Transposition Functions

This module builds on the Transposition module by illustrating how to create transposition-related functions.

In the previous module, we covered how to identify how two melodies were related by transposition. In this module, we’ll create a few transposition-related functions.

Let’s start out with a function to transpose a given melody. We’ll use the motif from Marion Bauer’s Viola Sonata, as in the previous module:

motif = [48, 54, 59, 57, 60, 71]

If we want to transpose it, we simply add the value n from the operation Tn to each value in the list. For example, if we say n = 5 and use a list comprehension:

transposed_melody = [i + 5 for i in motif]

transposed_melody
> [53, 59, 64, 62, 65, 76]

To turn this into a function, we want to be able to specify not only the melody, but also the value for n. So we’ll need not one but two arguments:

def transposer(melody, n_val):
 transposed_melody = []
 transposed_melody = [i + n_val for i in melody]
 return transposed_melody

Let’s use it to bring the motif down one octave:

transposer(motif, -12)
> [36, 42, 47, 45, 48, 59]

We can assign the transposed melody to a new variable directly:

new_version = transposer(motif, -12)

new_version
> [36, 42, 47, 45, 48, 59]

For transposing pitch classes, we add the mod (%) 12 function to our function:

def pc_transposer(melody, n_val):
 transposed_melody = []
 transposed_melody = [(i + n_val) % 12 for i in melody]
 return transposed_melody

Then our result will always use pitch classes (even if the input is in pitches):

pc_melody = [0, 6, 11, 9, 0, 11]

pc_transposer(pc_melody, 6)
> [6, 0, 5, 3, 6, 5]

This process is relatively straightforward, and doesn’t go far beyond what we’ve previously covered. A more intriguing challenge would be an analysis function: given two melodies, is there a transposition-based relationship between them?

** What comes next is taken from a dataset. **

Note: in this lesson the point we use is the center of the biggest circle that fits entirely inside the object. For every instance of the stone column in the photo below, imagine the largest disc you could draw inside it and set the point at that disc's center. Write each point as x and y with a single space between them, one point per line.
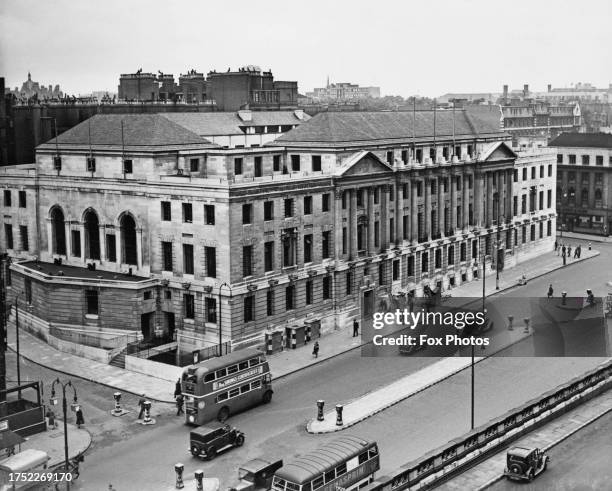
427 213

In the previous module, we used a for loop to calculate the pitch-class intervals between the notes in any two melodies. To turn this into a robust function, we have to think through the process a little more deliberately.

First, since the user can choose to analyze melodies of any length, our range should be dependent on the length of the melodies (which must be the same length):

for x in range(len(melody1)):
 print((melody1[x] - melody2[x]) % 12)

This code is a good starting point in that it gives us the pitch-class intervals between each pair of corresponding notes in each melody.

Now let’s start to plan our function by making a list of the things it will have to do:

  1. Find the pitch-class intervals between each pair of notes.
  2. Determine whether there’s a transposition-based relationship.
  3. If yes, output the n value.
  4. If no, print “Not related by transposition.”

We’ll collect all of the pitch-class intervals into a list, and then determine whether they are all the same by using a conditional if statement with Python’s set data type. Unlike lists, sets do not allow duplicates, so if the length of the set is 1, that means that all of the list values were identical.

Also note that we subtract pitches in melody1 from melody2 so that the output makes logical sense based on the format of the input. Finally, we’ll convert the for loop above into a list comprehension:

def transpose_analysis(melody1, melody2):
 list_of_n_vals = []
 list_of_n_vals = [(melody2[x] - melody1[x]) % 12 for x in range(len(melody1))]
 if len(set(list_of_n_vals)) == 1:
  print("Related by transposition at n =", list_of_n_vals[0])
 else:
  print("Not related by transposition")

It works as expected:

a = [60, 62, 63]
b = [49, 51, 52]

transpose_analysis(a,b)
> Related by transposition at n = 1

Remember, we’re using pitch classes instead of pitches directly (it’s more common to refer to transposition levels modulo 12). That’s why we get a 1 here instead of a -11. (If we wanted to get pitch transpositions, we could simply eliminate the mod (%) 12 from the function.)

A final feature we can add to our function is to check whether the two melodies have the same number of notes before proceeding. Performing this check will prevent Python from generating an error, and instead send a message to the user:

def transpose_analysis(melody1, melody2):
 if len(melody1) == len(melody2):
  list_of_n_vals = []
  list_of_n_vals = [(melody2[x] - melody1[x]) % 12 for x in range(len(melody1))]
  if len(set(list_of_n_vals)) == 1:
   print("Related by transposition at n =", list_of_n_vals[0])
  else:
   print("Not related by transposition")
 else:
  print("Melodies must contain the same number of notes!")

Now we have a robust analysis function that will be useful in many contexts. Give it a try!

Extensions

  1. What is the relationship between the n values when the melodies are reversed (i.e. “a,b” vs. “b,a”)?
  2. Can you adapt this function so that it can accept other types of input besides lists of MIDI numbers? For example, music21 streams?
  3. Could we adapt this to recognize not only literal transposition, but also diatonic transposition?